Let’s look at physical retail stores as an example, early digital disruption happened when Amazon.com expanded beyond books. Customers began going into storefronts to compare prices and find better deals using their smart phone while still at the retailer’s physical location. Like the others mentioned above, these disruptions were relatively slow and the impact was mild compared to what is just ahead.
Some of our most iconic pastimes have been bombarded by change of late: companies like Hulu and Netflix are disrupting TV; telepresence, teleconferencing, and telecommuting are impacting the very idea of showing up to an office every morning; Uber continues to disrupt the taxi industry worldwide; the music business is subject to frequent and unyielding overhauls from new streaming platforms; the travel industry has been turned on its head since Expedia came onto the scene in 2001; even professional sports have experienced some mild turbulence as the popularity of fantasy leagues has swollen to pop-cultural proportions.
Thanks to Venmo, Paypal, and Apple Pay, to name a few, payments are becoming increasingly digitized. And why go to a real gym when you’ve got a personal trainer in the form of a YouTube video? You could also meet with a real trainer via SKYPE while your smart watch records your progress.
Even courtship and dating — some of mankind’s oldest, most enduring customs — have been revolutionized through social platforms like Tinder and OKCupid, or more “traditional” dating sites like EHarmony and Match.com.
While some industries have been affected more than others, it’s a Hard Trend that the transformational changes caused by digital disruption are increasing in frequency across the board, and will continue to do so. The question is: Are you simply going to react to these changes, or are you going to put yourself ahead of them?
The basic thinking is that people don’t like change — which is, of course, untrue. In fact, we’re born craving change. Babies are often in a state of what seems like perpetual dissatisfaction, crying out until they’re fed or physically changed. As adults, we take vacations; we move to new locations, we change jobs and even change careers in an effort to create a better future. These are quick examples of positive changes you are creating, which translates to change from the inside out.
So what, then, is negative change? It’s the kind of change that affects you personally and you don’t see it coming: an erratic performance by the stock market, unplanned travel delays, a sudden drop in property values, or being unexpectedly laid off.
Right now, the way most of us respond to negative change is reactive instead of anticipatory. We get burglar alarms after the first robbery; we diet and exercise when the doctor advises us, but not before; we wait until our relationships are on the cusp of imploding before trying to fix them.
We do these things in hindsight rather than foresight, anticipating and planning for what might happen. But if, extrapolating this idea to industries affected by waves of digital disruption, we become anticipatory about disruption, we can put ourselves ahead of the curve. By digitally disrupting ourselves instead of passively, reactively waiting for it to happen, we can make disruption our biggest competitive advantage — leading the way for personal, business and industrial innovation instead of trying to keep up with the pack in some middling effort to survive.

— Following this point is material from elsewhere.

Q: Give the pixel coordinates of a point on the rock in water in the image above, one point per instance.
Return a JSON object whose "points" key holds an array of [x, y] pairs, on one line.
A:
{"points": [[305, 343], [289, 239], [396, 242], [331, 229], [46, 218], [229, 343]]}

Digital disruption is increasing exponentially, thanks to advances in the Three Digital Accelerators I mentioned earlier. You will be disrupted if you haven’t already; if you have, you’ll soon face a new wave of disruption, revolutionizing your industry. By using anticipatory methods to ensure you’re riding the crest of this digitally disruptive wave, you’ll end up leading the pack and pushing your industry as far as your creativity and imagination can take you.
What digital disruptions do you see that will transform industries?